2. Ahead of the Iowa caucuses and the New Hampshire primary, Gabriel Sherman spoke with 100 Republicans in those states to get into the minds of GOP voters (“The Strongest Candidate Is the Strongest Candidate,” January 25–­February 7). “It’s a more insightful look than anything a pollster has said,” wrote Twitter user tsBugg. Readers were especially fascinated by the way security fears played into these voters’ outlooks. “Almost all of these people, thoughtful or otherwise, have ‘we didn’t lock our doors’ nostalgia for a time that was actually much more dangerous when crime rates are compared,” wrote MatthewJohn­Mulligan. “People have such fear, with good reason, but strange reasoning,” responded NPR’s Kitty Eisele. Many readers were particularly perplexed by the unemployed 34-year-old with cerebral palsy who said he was conservative because he has been on public assistance his whole life: “The whole idea of welfare and entitlements is to create a permanent underclass,” he said. “Handouts are for black and brown people,” wrote Zebraheadphones, in mock assessment of the viewpoint. “I’m a liberal because I’m on benefits and if it were up to the GOP there’d be no help at all,” wrote Floydfan04240. “Not to worry,” agreed JoanieWebster. “Cruz will surely seek to cut any assistance you are getting.” While many people felt the story beat The Onion in absurdity (“Nice onion article … wait those are real people?” tweeted Nussy McNusinov), many more felt it was important to take the views of people they disagree with seriously. “This article is a great read for liberals,” tweeted JeffreyATW. “In case you were ever wondering what the other side believes.”
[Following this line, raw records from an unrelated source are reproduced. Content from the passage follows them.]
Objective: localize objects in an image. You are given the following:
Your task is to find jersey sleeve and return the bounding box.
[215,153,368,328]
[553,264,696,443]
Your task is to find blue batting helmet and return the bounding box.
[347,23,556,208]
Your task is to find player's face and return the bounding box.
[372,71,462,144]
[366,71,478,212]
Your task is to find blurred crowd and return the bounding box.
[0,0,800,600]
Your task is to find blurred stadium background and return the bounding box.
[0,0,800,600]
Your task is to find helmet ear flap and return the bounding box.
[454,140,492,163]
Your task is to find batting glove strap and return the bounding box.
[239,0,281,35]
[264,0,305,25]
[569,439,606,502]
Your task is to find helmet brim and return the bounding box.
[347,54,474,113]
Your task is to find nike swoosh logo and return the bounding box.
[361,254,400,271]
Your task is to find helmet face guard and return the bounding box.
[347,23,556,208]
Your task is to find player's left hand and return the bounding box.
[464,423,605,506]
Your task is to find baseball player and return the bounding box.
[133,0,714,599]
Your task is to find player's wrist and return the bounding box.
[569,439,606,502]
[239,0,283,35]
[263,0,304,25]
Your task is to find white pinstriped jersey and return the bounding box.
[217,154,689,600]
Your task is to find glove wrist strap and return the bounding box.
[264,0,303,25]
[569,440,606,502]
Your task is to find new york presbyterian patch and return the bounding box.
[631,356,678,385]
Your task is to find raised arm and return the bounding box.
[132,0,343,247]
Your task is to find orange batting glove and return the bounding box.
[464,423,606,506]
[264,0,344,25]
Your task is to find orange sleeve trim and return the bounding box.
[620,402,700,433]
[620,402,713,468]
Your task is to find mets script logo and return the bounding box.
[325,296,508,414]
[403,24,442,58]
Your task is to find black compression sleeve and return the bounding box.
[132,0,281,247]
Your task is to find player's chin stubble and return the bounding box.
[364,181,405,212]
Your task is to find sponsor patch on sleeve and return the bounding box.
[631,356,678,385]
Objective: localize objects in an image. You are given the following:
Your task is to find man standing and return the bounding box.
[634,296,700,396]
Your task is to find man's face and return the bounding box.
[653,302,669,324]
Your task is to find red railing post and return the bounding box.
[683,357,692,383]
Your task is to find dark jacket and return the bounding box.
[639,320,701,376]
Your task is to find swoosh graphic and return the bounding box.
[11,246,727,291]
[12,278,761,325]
3. “To Hollywood’s more sophisticated power players, Relativity’s declaration of bankruptcy was less intriguing than how long Ryan Kavanaugh had been able to stave it off,” wrote Benjamin Wallace in his story on the rise and fall of Relativity Media, an algorithm-driven movie-­production company (“Perfect Pitch,” January 25–February 7). “A great tale of Hollywood hubris and a revealing insight into the financial shell game that is movie making,” tweeted BBHLabs. “Read this, if you’re a student of the Hollywood hustle,” tweeted veteran Hollywood journalist Kim Masters. Many felt that Kavanaugh’s confidence was responsible for keeping Relativity going despite its flagging business. “This is one of the craziest stories I’ve ever read,” tweeted tub of guts. “Confidence can get you absurdly far in this world.” And many readers were just shocked by the epic nature of the ­collapse. “A can’t miss biz spirals out of control,” tweeted Longform. “The upshot of this nutty story,” wrote amanda­mull, “seems to be that no one anywhere has any idea what they’re doing.” Relativity Media issued a statement in response to the piece, writing: “The article is filled with unsubstantiated gossip and allegations which opportunistically fit its predetermined narrative about Relativity and its founder, Ryan Kavanaugh.” Deadline’s Jeremy Gerard wrote that the “post-­publication pouting managed to strike fear in the hearts of no one.”